Status: In Progress
Affects Version/s: BIGDATA_RELEASE_1_1_0
Fix Version/s: None
Component/s: Query Engine
We should reconcile the older rule engine code while undertaking this task. The rule engine supports conjunctive query with filters, but is expressed solely at the IV (Internal Value) layer and does not allow full SPARQL constructs (subquery, hash joins, EXISTS or NOT EXISTS, etc). However, it does support programs which can be a mixture of sequences of programs or programs which can be run in parallel. A program is either an ordered or a parallel set of rules or a single rule. The IStep interface is the common abstraction with IProgram and IRule as children. Steps can also be marked with a transitive closure operator, in which case they will run to fixed point. The fixed point is identified by a mutation count of zero.

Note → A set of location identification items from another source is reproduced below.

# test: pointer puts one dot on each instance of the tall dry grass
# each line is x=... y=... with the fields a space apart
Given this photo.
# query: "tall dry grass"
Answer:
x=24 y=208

The rule engine logic still depends on the older pipeline join code and does not run through the newer query engine code base. This it is not expressed in terms of BOPs (bigdata operators). Refactoring the rule engine to run as BOPs on the query engine will allow us to get rid of quite a bit of code which is only used to support inference.
There are some special considerations for the rule engine:
1. Fixed point requires the ability to advance the read-behind point in such a manner as to always read from a fully consistent view while writing on either a temporary graph or the database. The reader and writer must be independent. Writes must not become visible until a particular "step" is done, and then they must become visible before the next step is evaluated.
2. The writer uses mutable index views. None of the BOPs currently use mutable views so we need to develop some unit tests around mutation support.
3. Truth maintenance uses the rule engine. That integration needs to be examined. It is mostly localized in InferenceEngine#computeClosure() and within the TMUtility (rule rewrite for truth maintenance) and TruthMaintenance (logic for truth maintenance under assertion and retraction, including maintenance and use of proof chains).
4. We currently lack an interchange syntax for rules. Ideally they can be expressed in SPARQL (QUERY + UPDATE) and organized within a declarative framework which allows us to express the notions of composition of rules into programs, parallel versus serial evaluation of rules, and whether or not a rule or program must be run to a fixed point.
5. We have not yet implemented the parallel decomposition of RDFS+ closure against the POS index shards. This should be very straight forward, but may require an extension to the BOP model to support the fixed point of the ontology, the replication of the ontology (after fixed point) to each DS node in the cluster, and access to that ontology from within the context of the inference rules.
6. The need to access a temporary, replicated, and possibly maintained closure of the ontology on each cluster node is related to a more general requirement for temporary graphs and temporary solution sets whose life cycle is not limited to a single query or update operation.
7. The vectoring for rules, database-at-once-closure, and truth maintenance should be examined when doing performance tuning against rules running on the query engine.
Related tickets include:
 https://sourceforge.net/apps/trac/bigdata/ticket/448 (SPARQL 1.1 Update)
 https://sourceforge.net/apps/trac/bigdata/ticket/255 (Retro fit the rule engine to attach constraints dynamically to predicates)
 https://sourceforge.net/apps/trac/bigdata/ticket/180 (Migrate rule engine to query engine)
 https://sourceforge.net/apps/trac/bigdata/ticket/19 (Parallel decomposition of RDFS+ closure)